Georgia still retains a network of hundreds of small, but dilapidated hydro-power plants originally built by the Soviet regime in the 1930s.
These were closed when subsequent Soviet rulers switched to thermal power plants in the 1960s, following the discovery of oil reserves in another Soviet republic, Kazakhstan.
"Georgia has a perfect background for renewable energy," said Michaelowa.
Other regional partners, like Uzbekistan, Azerbaijan and Turkmenistan, are more likely to benefit from solar power in future, but political and economic troubles in these countries have delayed serious action.
Georgia is less blessed, however, where money matters are concerned.
A lack of hard currency reserves means that well-intentioned officials have had threadbare budgets.
Under the so-called Clean Development Mechanism, or CDM, enshrined in the Kyoto protocol, qualifying countries are allowed to sell greenhouse gas credits so long as they agree to plough resulting revenues back into environmental development.
Black Sea rising
But this trade in heat-trapping gases is strictly circumscribed for undeveloped countries, like Georgia and many of its nighbours. They -- unlike industrial giants like Russia or the U.S. -- must have certified energy-saving projects under way before they can get the go-ahead to sell emissions credits.

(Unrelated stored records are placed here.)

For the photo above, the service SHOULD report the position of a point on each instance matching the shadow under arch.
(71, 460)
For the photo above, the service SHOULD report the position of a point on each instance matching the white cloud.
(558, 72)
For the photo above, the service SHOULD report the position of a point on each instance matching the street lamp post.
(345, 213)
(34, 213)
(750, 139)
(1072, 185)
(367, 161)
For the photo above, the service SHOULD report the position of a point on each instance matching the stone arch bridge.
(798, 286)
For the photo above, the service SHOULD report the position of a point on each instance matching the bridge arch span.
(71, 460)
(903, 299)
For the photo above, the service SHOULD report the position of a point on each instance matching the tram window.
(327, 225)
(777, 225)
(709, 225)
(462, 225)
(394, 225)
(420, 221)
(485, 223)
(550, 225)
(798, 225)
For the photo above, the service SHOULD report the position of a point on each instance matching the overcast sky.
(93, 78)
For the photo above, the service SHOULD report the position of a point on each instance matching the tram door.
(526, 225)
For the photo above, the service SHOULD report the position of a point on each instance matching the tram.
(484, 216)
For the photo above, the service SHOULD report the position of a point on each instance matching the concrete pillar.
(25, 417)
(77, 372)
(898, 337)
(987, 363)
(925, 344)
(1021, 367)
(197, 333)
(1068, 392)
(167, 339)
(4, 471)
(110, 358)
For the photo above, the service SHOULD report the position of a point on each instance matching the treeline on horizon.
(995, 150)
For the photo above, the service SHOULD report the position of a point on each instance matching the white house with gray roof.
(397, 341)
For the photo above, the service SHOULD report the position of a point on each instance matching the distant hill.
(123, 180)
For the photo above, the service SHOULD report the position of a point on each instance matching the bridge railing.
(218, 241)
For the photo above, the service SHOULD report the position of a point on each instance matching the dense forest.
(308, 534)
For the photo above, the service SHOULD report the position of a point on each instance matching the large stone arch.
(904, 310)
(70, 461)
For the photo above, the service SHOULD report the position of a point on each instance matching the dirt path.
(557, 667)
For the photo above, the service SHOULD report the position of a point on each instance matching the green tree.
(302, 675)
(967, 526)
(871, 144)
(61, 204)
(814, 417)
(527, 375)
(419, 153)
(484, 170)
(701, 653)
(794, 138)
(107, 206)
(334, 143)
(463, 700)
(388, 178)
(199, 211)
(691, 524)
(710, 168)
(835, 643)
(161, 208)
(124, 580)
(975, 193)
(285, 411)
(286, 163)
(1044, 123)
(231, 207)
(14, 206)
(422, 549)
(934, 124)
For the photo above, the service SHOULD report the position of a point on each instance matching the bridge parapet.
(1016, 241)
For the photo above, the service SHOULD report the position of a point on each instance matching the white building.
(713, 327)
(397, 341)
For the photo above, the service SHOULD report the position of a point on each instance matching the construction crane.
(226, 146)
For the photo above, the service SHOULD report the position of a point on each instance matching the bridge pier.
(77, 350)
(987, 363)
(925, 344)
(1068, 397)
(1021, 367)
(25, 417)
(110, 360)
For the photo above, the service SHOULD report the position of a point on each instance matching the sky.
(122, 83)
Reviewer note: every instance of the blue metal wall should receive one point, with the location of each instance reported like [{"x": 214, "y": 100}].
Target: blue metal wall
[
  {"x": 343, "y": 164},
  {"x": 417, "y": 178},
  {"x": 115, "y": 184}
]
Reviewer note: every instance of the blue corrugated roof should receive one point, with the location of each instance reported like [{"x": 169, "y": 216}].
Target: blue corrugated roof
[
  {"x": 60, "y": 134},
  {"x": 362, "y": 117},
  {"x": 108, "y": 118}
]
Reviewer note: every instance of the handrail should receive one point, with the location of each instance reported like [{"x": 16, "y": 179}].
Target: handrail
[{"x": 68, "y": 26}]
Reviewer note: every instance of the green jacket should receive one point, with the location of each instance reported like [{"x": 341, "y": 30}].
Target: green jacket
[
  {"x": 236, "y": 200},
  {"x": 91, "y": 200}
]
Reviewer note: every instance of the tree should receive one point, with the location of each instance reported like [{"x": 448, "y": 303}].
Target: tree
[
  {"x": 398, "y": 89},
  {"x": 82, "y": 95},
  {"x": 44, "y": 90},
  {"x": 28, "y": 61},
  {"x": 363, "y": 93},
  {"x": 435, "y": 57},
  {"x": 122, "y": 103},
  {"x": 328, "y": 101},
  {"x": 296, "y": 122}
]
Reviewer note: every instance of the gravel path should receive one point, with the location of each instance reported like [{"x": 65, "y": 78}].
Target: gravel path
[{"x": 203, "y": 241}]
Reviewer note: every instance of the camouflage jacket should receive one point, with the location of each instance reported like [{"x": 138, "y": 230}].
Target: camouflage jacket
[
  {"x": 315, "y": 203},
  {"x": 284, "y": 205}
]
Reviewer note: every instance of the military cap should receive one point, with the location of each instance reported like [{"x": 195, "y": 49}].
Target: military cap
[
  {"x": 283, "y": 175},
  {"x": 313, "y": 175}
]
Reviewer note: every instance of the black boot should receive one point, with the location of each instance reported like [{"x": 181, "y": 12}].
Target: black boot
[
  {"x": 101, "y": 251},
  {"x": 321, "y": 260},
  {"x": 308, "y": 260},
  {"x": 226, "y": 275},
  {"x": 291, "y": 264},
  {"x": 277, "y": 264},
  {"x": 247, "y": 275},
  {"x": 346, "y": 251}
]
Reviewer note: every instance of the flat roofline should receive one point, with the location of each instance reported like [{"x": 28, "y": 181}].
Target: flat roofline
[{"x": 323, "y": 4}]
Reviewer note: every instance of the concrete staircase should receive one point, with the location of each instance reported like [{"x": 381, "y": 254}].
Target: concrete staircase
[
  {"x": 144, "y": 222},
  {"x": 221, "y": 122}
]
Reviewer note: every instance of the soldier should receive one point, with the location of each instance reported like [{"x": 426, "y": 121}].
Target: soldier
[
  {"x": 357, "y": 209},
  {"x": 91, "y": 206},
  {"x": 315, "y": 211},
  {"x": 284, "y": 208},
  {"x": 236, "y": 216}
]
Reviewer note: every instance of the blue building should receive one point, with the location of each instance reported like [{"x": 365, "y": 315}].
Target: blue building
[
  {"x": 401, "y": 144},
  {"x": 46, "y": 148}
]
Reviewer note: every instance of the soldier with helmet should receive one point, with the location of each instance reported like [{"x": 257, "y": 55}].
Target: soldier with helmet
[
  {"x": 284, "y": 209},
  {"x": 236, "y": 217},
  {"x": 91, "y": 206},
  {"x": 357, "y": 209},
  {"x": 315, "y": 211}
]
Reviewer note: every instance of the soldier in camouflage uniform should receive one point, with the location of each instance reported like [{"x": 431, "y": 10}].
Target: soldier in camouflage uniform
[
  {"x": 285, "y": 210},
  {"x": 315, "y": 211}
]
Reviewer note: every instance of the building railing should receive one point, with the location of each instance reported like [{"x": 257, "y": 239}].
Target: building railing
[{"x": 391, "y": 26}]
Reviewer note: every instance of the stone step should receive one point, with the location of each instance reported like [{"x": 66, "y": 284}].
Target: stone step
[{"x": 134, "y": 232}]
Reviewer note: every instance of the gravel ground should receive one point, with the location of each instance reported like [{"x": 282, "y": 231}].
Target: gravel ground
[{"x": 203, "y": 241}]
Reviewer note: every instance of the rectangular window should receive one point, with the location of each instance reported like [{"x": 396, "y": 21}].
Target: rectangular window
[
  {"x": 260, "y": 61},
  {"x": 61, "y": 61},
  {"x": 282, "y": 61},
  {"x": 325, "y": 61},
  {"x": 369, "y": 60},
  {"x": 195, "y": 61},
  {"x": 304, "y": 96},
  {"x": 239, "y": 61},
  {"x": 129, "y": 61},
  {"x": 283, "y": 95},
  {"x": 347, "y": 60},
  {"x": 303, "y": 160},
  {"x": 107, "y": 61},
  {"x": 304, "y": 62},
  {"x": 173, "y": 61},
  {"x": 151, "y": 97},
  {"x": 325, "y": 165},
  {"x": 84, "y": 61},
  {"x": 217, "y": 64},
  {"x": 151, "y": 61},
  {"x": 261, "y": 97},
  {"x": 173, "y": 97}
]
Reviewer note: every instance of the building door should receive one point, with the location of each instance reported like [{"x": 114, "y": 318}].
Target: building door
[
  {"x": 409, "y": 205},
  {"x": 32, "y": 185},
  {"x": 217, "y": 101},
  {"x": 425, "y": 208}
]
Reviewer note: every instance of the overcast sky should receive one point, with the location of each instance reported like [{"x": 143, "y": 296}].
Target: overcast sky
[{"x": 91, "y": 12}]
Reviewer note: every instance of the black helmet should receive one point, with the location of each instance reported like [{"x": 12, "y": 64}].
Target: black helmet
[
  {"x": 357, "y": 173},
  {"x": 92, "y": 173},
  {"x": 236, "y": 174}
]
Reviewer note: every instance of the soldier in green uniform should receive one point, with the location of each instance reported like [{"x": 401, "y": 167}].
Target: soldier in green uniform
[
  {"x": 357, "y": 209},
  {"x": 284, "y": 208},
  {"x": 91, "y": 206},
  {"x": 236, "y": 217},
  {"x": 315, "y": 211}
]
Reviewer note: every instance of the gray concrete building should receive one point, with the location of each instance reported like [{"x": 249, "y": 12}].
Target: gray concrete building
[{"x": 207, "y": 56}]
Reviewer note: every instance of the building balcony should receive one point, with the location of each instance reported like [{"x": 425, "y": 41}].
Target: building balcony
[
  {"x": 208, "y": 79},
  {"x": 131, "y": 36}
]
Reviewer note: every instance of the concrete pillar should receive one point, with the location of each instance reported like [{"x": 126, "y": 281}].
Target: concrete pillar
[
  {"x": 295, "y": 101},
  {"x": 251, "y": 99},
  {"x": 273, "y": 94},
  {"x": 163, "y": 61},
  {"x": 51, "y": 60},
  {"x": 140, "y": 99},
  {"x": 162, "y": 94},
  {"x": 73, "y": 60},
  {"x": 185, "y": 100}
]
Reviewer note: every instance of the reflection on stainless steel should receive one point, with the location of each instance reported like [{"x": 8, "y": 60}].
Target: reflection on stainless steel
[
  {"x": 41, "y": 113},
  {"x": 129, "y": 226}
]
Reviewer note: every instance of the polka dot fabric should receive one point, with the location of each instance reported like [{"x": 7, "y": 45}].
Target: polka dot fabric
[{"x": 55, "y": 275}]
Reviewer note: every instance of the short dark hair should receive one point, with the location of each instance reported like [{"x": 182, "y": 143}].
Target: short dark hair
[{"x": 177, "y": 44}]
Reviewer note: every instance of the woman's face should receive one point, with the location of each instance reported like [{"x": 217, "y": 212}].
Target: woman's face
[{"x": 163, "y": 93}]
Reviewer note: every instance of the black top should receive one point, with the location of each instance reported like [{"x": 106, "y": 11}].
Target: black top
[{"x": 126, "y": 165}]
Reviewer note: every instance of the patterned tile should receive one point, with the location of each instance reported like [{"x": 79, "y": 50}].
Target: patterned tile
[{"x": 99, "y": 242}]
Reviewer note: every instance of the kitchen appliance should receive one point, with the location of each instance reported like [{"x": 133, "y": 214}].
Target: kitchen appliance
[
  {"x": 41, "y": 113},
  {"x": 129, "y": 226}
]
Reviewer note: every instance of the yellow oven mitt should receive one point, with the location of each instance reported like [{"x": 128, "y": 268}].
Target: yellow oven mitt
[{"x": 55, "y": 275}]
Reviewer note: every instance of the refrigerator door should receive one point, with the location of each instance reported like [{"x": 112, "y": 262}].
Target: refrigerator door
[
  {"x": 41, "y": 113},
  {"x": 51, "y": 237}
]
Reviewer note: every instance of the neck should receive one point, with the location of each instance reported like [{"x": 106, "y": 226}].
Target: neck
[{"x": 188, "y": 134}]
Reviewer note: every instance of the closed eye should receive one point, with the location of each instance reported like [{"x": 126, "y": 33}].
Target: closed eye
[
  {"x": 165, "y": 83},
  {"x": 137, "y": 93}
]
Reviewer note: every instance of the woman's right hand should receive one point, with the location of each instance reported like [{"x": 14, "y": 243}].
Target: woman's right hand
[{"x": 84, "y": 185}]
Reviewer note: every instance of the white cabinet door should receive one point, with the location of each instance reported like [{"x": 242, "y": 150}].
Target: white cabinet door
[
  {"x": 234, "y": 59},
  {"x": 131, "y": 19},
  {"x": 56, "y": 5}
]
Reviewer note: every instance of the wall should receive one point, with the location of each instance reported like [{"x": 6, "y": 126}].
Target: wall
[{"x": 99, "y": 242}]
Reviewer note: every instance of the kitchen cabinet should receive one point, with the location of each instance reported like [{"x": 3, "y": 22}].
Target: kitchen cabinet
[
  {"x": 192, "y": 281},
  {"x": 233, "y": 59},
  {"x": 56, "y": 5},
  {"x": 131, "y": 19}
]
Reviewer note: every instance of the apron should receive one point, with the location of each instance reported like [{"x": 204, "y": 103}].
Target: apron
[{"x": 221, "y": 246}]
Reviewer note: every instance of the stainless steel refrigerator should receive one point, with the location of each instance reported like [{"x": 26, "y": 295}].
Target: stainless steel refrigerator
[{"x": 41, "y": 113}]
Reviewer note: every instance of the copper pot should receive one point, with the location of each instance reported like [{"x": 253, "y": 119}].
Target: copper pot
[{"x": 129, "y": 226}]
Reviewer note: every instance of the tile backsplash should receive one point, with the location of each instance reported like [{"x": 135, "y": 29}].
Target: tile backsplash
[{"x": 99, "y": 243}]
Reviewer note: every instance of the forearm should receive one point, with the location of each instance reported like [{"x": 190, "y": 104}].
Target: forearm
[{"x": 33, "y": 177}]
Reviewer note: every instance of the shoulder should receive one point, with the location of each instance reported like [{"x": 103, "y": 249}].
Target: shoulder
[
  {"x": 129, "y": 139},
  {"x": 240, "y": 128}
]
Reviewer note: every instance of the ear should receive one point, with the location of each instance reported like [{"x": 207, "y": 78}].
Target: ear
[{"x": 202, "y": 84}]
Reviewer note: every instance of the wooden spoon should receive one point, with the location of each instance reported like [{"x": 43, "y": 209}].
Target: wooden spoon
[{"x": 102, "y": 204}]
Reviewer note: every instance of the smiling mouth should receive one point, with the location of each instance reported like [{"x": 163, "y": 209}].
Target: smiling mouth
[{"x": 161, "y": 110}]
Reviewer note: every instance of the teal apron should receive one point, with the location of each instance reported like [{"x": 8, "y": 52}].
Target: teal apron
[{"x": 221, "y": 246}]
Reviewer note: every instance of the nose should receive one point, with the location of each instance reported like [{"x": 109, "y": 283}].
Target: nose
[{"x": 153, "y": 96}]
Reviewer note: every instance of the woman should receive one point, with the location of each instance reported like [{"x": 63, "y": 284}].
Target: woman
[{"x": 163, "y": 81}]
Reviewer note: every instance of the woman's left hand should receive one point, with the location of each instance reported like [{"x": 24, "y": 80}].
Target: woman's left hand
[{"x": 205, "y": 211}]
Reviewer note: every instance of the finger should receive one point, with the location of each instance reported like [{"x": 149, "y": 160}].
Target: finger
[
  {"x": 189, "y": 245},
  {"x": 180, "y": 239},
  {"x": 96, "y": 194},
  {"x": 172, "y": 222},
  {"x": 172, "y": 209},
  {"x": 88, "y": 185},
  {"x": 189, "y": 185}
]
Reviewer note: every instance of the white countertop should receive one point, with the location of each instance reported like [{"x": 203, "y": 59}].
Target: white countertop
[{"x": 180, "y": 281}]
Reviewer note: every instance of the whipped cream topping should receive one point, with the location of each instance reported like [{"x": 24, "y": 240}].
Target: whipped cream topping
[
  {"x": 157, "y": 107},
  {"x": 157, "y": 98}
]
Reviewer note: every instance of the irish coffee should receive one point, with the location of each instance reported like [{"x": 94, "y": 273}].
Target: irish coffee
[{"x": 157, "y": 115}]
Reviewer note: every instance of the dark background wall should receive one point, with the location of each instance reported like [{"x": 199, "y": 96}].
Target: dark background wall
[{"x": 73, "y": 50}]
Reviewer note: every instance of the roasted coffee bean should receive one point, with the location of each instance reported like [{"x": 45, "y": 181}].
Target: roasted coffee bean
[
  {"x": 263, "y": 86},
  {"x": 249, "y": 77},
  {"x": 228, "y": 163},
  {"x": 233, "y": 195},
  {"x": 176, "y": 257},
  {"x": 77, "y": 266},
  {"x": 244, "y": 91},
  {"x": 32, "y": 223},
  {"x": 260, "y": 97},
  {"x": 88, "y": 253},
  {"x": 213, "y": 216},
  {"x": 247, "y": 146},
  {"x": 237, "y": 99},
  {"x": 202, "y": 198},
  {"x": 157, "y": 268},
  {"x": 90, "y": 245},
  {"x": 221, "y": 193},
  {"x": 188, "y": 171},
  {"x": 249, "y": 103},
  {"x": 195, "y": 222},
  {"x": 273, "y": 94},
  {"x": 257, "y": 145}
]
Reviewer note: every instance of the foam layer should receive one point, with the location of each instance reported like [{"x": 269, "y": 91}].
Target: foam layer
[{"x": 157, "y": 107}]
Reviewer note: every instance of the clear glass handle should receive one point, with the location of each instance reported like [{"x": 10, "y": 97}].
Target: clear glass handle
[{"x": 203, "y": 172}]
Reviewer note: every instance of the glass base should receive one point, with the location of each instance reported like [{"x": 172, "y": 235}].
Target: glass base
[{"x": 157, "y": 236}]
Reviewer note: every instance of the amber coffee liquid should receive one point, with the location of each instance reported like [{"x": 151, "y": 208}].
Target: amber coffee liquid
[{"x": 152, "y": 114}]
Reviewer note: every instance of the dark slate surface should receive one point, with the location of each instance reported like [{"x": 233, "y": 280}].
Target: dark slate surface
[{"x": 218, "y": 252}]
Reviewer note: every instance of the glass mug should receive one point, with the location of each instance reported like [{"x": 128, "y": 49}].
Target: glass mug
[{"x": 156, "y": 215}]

Russia, by contrast, with 300 million tons of natural gas, of which it only needs 200 million for domestic use, would be free to sell the 100 million surplus on a whim if it desired, according to Michaelowa.
There are also environmental considerations: the Black Sea has risen 37 centimetres this century.
Janelidz's colleague, Tengiz Gzirishvili, says Georgia has two choices as it seeks to meet rising demand for energy.
It could exploit low-quality black coal deposits -- an option that makes environmentalists and economic advisers bristle.
Or it could develop renewable energy from water and wind power, the more expensive option.
Recognising its potential, some westerners are wading into Georgia's energy sector, albeit warily given the cash crunch and political uncertainties across much of the region.
"They know that they are full of light and full of energy and they have to use it," said Dietrich Borst, a climate policy adviser with Unit Energy Europe AG, a German company that recently retooled two 4.5-megawatt turbine generators at an ageing Soviet-built hydropower plant in Soni, Georgia.
Elsewhere, the Georgian government has projects under way to rehabilitate a handful of other Soviet-era hydro-plants -- but Borst says the process is still excruciatingly slow, and hundreds of plants remain mothballed.
"They all use oil and gas, but they are sitting on their hands and waiting (with hydropower). They have to get going to more renewable energies."
Michaelowa believes that wind power alone -- harnessed from westerly gusts blowing in from the Black Sea -- could generate 40 gigawatts of power annually.
With that, he says, "you could electrify all of Germany for a year."